Write Aggregate Analytic Functions for RAQL
Aggregate analytic functions are a single class that implement the UserDefinedAggregationFunctionAdapter interface in the de.rtm.push.adapters package of the MashZone NextGen RAQL User Defined Function API.
Like window analytic functions, aggregate analytic functions have access to all rows, or records in the current group, partition or window. They perform an aggregate calculation that uses all records to return a single result. Depending on where they are used in RAQL queries, this single result may be all the query returns or it may be returned as a column on every row.
To accomplish this, aggregate analytic functions use the following methods:
createInitialState(): is optional. This resets the aggregate state for the current window, partition or group to whatever value or state the caluclation should begin from.
aggregate(S state, Serializable[] values): performs an intermediate calculation using the current state and the value of the next record to obtain a new intermediate state.

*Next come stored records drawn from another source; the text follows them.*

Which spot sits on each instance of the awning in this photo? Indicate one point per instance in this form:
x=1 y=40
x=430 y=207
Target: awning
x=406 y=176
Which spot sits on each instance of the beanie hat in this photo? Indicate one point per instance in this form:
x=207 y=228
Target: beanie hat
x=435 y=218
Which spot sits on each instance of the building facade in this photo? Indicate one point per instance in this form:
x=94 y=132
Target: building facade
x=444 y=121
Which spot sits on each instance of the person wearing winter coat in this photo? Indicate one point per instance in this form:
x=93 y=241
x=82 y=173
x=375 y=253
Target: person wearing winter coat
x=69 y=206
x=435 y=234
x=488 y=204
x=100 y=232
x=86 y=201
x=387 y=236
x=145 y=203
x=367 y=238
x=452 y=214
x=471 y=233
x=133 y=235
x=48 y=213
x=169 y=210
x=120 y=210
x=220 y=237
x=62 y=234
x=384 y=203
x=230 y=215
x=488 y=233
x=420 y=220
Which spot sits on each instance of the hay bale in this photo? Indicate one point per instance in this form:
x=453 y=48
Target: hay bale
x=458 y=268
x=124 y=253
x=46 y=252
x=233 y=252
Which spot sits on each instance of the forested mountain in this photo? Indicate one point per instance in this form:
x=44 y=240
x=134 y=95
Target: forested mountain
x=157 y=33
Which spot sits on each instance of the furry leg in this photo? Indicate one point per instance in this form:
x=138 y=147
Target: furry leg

getAggregate(S state): implements the final computation for the group, partition or window, if any, and returns the final aggregate result once all intermediate calculations are complete.
There are also several 'housekeeping' methods you must implement: getAggregateType(), getParameterTypes(), isEmptyAggregate(S state), negativeCall(S state, Serializable[] values) and supportsPN().
You set up your development environment for aggregate analytic functions just the same as for plain functions. See
Set Up Your Development Environment for details. Write the class for your aggregate analytic function and then
Configure, Compile, Deploy and Test User-Defined Functions.
We’re going to use two examples. The first example,
My Average Aggregate Example is an implementation of the built-in
avg(Number column) method. This example shows the basics of an aggregate analytics function, how to track state for intermediate steps and then perform the final calculation.
The second example,
Kurtosis Using a Third Party Library, uses methods in the Apache Commons Math library to calculate the kurtosis for a column. This is an example of how to use third-party libraries.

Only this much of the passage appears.